Interoperability and Reliability of Multiplatform MPLS VPN: Comparison of Traffic Engineering with RSVP-TE Protocol and LDP Protocol
Keywords:Interoperability, Reliability, Traffic Engineering, MPLS VPN, RSVP Protocol, LDP Protocol
One of the alternatives to overcome network scalability problem and maintaining reliability is using MPLS VPN network. In reallity, the current network is already using a multiplatform of several different hardware vendors, i.e., Cisco and Juniper platforms. This paper discusses the comparison of the simulation results to see interoperability of multiplatform MPLS VPN and
reliability through traffic engineering using RSVP-TE and LDP protocols. Both the RSVP and LDP protocols are tested on a stable network and in a recovery mode,
as well as non-load conditions and with additional traffic load. The recovery mode is the condition after the failover due to termination of one of the links in the network.
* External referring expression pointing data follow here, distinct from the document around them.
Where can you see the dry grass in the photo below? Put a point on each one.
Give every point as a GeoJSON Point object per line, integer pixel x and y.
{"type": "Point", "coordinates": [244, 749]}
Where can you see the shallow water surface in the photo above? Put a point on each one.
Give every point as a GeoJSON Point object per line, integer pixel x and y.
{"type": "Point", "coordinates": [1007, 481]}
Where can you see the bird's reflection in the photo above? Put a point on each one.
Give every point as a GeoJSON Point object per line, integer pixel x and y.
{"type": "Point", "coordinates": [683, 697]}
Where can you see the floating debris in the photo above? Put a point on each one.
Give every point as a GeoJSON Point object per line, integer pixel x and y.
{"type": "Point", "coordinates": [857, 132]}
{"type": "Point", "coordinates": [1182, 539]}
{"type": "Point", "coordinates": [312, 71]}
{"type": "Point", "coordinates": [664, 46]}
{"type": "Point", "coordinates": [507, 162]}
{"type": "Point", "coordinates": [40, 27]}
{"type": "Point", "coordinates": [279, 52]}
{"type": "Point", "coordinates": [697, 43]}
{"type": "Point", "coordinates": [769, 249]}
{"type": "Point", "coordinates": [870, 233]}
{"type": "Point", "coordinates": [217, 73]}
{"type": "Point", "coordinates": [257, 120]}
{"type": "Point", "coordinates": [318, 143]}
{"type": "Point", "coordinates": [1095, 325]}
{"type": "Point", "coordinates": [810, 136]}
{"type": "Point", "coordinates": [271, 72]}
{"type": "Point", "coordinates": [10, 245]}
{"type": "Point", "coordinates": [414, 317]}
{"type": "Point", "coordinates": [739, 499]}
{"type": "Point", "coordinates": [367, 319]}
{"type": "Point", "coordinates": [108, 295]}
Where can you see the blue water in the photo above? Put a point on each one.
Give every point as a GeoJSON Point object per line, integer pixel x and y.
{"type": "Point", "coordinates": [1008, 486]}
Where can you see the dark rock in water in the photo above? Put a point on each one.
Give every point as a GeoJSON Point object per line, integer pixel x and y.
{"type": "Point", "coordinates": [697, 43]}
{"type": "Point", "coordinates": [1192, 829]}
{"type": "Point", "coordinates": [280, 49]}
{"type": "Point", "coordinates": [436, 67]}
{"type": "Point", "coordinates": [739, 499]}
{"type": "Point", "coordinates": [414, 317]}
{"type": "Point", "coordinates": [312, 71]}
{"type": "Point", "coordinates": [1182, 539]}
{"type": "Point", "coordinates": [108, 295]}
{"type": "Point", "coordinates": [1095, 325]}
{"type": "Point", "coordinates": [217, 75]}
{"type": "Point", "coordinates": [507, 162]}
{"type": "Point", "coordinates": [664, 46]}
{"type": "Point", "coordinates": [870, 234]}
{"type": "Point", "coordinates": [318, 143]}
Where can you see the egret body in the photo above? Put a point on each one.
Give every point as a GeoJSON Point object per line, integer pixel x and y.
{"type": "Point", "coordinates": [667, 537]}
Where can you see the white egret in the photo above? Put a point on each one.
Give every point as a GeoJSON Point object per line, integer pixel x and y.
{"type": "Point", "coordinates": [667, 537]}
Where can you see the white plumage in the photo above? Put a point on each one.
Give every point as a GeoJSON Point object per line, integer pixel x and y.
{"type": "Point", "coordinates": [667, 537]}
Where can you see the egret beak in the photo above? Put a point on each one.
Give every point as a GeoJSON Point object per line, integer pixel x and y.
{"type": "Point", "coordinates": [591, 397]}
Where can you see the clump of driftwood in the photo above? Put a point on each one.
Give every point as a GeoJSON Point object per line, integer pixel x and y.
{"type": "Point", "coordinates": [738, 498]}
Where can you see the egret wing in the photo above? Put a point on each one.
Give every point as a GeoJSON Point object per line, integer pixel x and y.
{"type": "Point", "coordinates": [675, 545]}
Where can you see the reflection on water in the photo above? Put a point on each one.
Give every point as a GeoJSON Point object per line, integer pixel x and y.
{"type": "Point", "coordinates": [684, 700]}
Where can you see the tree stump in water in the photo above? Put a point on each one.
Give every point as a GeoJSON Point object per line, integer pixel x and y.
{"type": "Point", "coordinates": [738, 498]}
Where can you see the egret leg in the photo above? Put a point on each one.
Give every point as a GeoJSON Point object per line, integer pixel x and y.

The no-load condition means that the network is not filled with additional traffic. There is only traffic from the measurement activity itself. While network conditions with an additional load are conditions where there is an additional UDP packet traffic load of 4.5 Mbps in addition to the measurement load itself. On a stable network and without additional traffic load, the average delay on LDP protocol is 59.41 ms, 2.06 ms jitter, 0.08% packet
loss, and 8.99 Mbps throughput. Meanwhile, on RSVP protocol, the average delay is 52.40 ms, 2.39 ms jitter, 12.18% packet loss, and 7.80 Mbps throughput. When failover occurs and on recovery mode, LDP protocol is
48% of packet loss per 100 sent packets while on RSVP packet loss percentage is 35.5% per 100 sent packets. Both protocols have interoperability on the third layer of multiplatform MPLS VPN, but on heavy loaded traffic condition, RSVP protocol has better reliability than the LDP protocol.